I won't say "Through the Morning" is the best song on the Plant and Krauss album, but it is filler that keeps the mood going, a dark mood.
There are also two Everly Brothers songs on the album. Weird ones, ones I never heard before. The first one, "Gone Gone Gone," might be perceived as an attempt to get a hit on the radio. It's peppy, it's pop, you can dance to it. The two vocalists are sharp, vibrant, the song is a good one -- I don't know why this wasn't a hit for the Everly Brothers.

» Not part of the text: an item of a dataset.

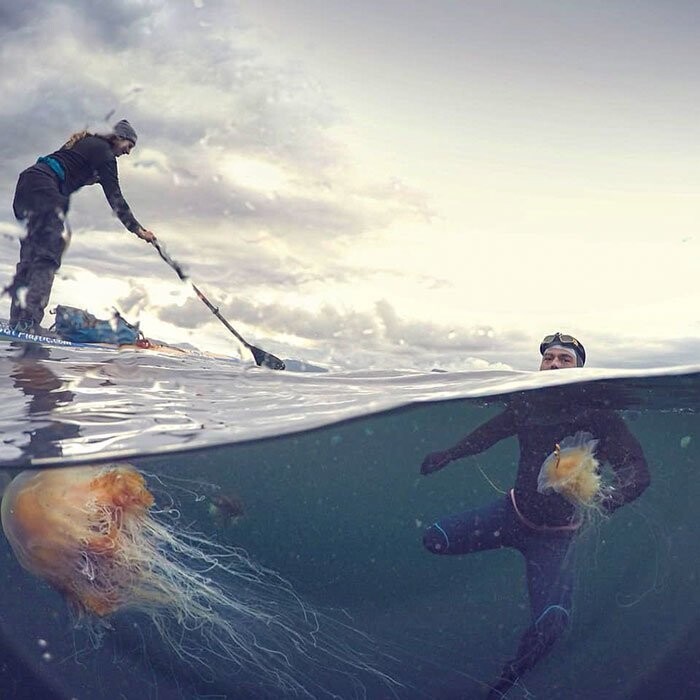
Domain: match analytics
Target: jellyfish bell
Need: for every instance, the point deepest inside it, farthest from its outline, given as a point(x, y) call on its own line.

And the arrangement. Again, this producer, of course he wants to sell some product, he wants a hit, but it is fascinating to see how he goes about it. The song starts with a ringy-snare drum beat out of the Surfaris, I can just picture that champagne Ludwig set, ringing on the side toms, a little kind of twist beat, and then the guitar comes in, ching ching-a-ching-a-ching-a, still in Surfari-land but with a touch of tube-overdrive distortion. It's nothing, just a chord, now major, now with the seventh, just a surf riff like any kid could play. And here come the vocals! Ah, yes, he sang for Led Zeppelin, didn't he. And what? She does bluegrass -- you're kidding me. The vocals soar, they sing unison for a few words then split into beautifully blended parts. And yikes -- a little Led Zep busts out here, hot liquid emotion seeps out around the lyrics. That guitar is chugging along, those Surfari drums, the arrangement is as minimal as it can possibly be. It's all the singers and the song, and you see that this unlikely combination was just made to be. There's a vocal well-well-well near the end that you can't tell, which one of them is that? It's fun to think it's her singing this wild full-throated sound, but I think it's him -- it could be Krauss imitating him. And then that tremolo guitar, which for some strange reason is the hallmark of this album, playing a little "Gloria" or "Run For Your Life," reminiscent of the guitar on "Hanky Panky," round and round.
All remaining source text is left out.